Season: Jan. 1 - March 1 in Unit A (Upper Peninsula except Drummond Island); Unit B (Drummond Island); and Unit C (Alcona, Alpena, Antrim, Charlevoix, Cheboygan, Emmett, Montmorency, Oscoda, Otsego and Presque Isle counties). Jan. 1 - Feb 1 in Unit D (Clare, Crawford, Gladwin, Iosco, Kalkaska, Missaukee, Ogemaw, Osceola, Roscommon and Wexford counties and Arenac north of M-61 and west of I-75). The limit is two per season, but only one may be taken from Units C and D combined, and only one may be taken in Unit B.
Outlook: Bobcats are found primarily in the northern two-thirds of Michigan. The population seems to be in a slow decline in the Upper Peninsula, where harvests vary widely because of snow conditions and road access. The population is stable in the Lower Peninsula. Hunters are reminded that in addition to a fur harvester license, they must acquire a (free) bobcat kill tag in advance of hunting. Hunters must immediately apply the kill tag to the animal when they kill bobcats and the carcass must be presented to a DNR office within 10 days of the close of the season. DNR personnel will collect data including the date of kill, location, and method of harvest and they may collect the skull or a tooth sample. The bobcat will be sealed by the DNR.
Season: July 15 - April 15 except in the Upper Peninsula during the firearms deer season (Nov. 15-30). Coyotes may be taken year-round on private property if doing damage or about to do damage. Coyotes may not be taken April 1 - Sept. 14 on state parks and recreation lands and they may not be pursued with dogs from April 15 - July 14. There is no bag limit.
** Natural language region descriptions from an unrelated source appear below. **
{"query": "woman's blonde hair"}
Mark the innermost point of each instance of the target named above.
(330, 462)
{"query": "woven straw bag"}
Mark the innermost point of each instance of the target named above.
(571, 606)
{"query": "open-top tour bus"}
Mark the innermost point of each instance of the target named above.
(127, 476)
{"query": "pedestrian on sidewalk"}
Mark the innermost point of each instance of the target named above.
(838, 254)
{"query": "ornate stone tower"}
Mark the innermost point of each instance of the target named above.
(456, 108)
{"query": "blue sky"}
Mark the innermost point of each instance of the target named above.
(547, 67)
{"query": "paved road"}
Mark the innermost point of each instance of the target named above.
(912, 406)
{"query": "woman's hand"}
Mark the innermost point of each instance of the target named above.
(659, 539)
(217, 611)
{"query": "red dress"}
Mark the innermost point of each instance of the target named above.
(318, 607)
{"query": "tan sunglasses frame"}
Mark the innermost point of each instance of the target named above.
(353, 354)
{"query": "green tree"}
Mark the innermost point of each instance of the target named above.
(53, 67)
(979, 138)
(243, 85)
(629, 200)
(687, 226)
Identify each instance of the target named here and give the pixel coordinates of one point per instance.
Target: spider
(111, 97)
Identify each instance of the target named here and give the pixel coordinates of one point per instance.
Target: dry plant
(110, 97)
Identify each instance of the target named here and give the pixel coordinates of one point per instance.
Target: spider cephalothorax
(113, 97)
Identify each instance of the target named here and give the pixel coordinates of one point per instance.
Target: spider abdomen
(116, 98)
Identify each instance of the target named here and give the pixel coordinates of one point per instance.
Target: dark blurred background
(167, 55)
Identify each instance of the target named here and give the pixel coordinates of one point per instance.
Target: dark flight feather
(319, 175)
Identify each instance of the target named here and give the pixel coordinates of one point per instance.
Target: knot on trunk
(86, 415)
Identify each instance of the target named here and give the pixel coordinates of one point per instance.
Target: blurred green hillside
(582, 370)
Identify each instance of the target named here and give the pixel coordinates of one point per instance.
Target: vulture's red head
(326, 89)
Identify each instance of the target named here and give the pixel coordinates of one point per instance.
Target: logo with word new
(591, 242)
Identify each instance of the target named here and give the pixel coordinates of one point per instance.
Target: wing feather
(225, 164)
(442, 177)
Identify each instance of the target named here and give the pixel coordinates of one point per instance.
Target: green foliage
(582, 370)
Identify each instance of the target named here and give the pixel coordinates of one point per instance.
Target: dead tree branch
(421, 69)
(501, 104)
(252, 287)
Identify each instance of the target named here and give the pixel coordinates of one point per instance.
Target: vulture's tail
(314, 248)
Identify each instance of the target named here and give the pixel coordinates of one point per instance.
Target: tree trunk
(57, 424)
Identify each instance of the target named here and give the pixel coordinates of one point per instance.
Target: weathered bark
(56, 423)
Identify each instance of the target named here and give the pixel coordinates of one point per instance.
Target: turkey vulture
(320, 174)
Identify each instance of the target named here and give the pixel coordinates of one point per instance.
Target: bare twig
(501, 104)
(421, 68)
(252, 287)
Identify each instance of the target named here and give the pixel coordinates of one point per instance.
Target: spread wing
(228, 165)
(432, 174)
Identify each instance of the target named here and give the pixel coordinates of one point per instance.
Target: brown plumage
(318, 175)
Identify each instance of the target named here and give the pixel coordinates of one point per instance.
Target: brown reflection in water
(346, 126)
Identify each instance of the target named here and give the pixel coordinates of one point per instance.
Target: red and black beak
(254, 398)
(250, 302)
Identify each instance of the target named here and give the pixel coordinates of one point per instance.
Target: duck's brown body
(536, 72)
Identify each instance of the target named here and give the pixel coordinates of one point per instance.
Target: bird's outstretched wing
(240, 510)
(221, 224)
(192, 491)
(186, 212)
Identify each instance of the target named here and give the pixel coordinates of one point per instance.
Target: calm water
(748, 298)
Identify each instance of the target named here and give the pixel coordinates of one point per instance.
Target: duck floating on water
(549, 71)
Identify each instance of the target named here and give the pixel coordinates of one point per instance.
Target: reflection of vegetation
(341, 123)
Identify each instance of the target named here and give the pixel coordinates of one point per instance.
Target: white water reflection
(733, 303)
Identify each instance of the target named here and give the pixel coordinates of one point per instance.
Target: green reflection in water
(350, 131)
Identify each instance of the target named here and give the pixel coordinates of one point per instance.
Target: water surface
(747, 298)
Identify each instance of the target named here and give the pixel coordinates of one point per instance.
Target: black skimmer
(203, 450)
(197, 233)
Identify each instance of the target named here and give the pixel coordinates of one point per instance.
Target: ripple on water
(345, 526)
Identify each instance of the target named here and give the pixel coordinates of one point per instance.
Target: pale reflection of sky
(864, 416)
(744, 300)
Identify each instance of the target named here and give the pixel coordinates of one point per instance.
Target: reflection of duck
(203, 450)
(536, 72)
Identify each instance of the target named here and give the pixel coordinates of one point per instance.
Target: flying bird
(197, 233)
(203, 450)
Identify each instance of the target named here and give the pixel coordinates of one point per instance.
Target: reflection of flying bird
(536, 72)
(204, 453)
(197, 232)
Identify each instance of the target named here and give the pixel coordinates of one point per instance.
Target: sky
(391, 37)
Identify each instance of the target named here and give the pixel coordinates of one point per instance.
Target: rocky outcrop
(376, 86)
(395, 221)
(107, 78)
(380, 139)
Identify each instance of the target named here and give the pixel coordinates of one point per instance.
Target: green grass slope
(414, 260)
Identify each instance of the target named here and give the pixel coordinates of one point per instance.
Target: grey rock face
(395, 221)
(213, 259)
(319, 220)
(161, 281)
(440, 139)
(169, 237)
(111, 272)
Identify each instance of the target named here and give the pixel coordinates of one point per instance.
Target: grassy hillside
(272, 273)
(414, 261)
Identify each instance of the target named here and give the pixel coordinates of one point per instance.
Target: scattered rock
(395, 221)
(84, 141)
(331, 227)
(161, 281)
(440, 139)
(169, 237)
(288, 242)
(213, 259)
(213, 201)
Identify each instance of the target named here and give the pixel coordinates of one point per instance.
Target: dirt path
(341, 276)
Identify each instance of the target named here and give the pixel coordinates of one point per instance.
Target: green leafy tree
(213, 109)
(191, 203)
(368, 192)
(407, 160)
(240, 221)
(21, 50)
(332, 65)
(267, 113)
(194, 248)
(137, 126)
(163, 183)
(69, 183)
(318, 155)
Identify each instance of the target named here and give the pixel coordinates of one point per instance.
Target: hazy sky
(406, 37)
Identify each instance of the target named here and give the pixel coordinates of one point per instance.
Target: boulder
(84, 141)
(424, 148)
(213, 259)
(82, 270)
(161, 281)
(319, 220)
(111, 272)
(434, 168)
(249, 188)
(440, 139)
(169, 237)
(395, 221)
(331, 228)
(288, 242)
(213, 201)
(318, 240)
Hunters may take coyotes on a small game or fur harvester license.
Outlook: Coyotes are widespread across the state and abundant in some areas. Although they are most common in the northern two-thirds, coyote populations have increased dramatically in southern Michigan. Retiring creatures, coyotes often are nocturnal and may be present in significant numbers without being visible. Coyote hunters in the Upper Peninsula are advised to be cautious not to confuse young wolves for coyotes. Coyotes may be hunted at night, but hunters are restricted to .22 caliber or smaller rifles or handguns, archery gear or crossbows, or shotguns containing shells with shot smaller than buck shot. Check the 2009 Michigan Hunting and Trapping Guide for additional information.
Season: Oct. 1 - Jan. 31 statewide, though they may be taken year-round on private property if doing or about to do damage. There is no bag limit.
Outlook: Raccoons are abundant and widespread, found in all habitats but are partial to hardwood stands, especially along waterways or near agricultural fields. Raccoons often are hunted at night with hounds and roughly 75,000 are taken by hunters each year. Check the 2009 Hunting and Trapping Guide for restrictions on firearms and equipment.
Season: Oct. 15 - March 1. There is no bag limit.
Outlook: Both red and gray fox are found across Michigan. The more numerous red fox are found largely in agricultural areas with mixed habitat, including fence rows, fallow fields and shrub land, especially adjacent to wood lots or waterways. Gray fox typically are found in woodlands. Although they are found in all counties, fox numbers vary widely from abundant to uncommon. Generally, fox do not compete well with coyotes so in areas with large coyote populations they may be hard to find. Although they are commonly hunted with hounds -- often in conjunction with coyotes -- hunting with predator calls has become increasingly popular in recent years. Hunters are reminded that they must have a fur harvester license to take fox.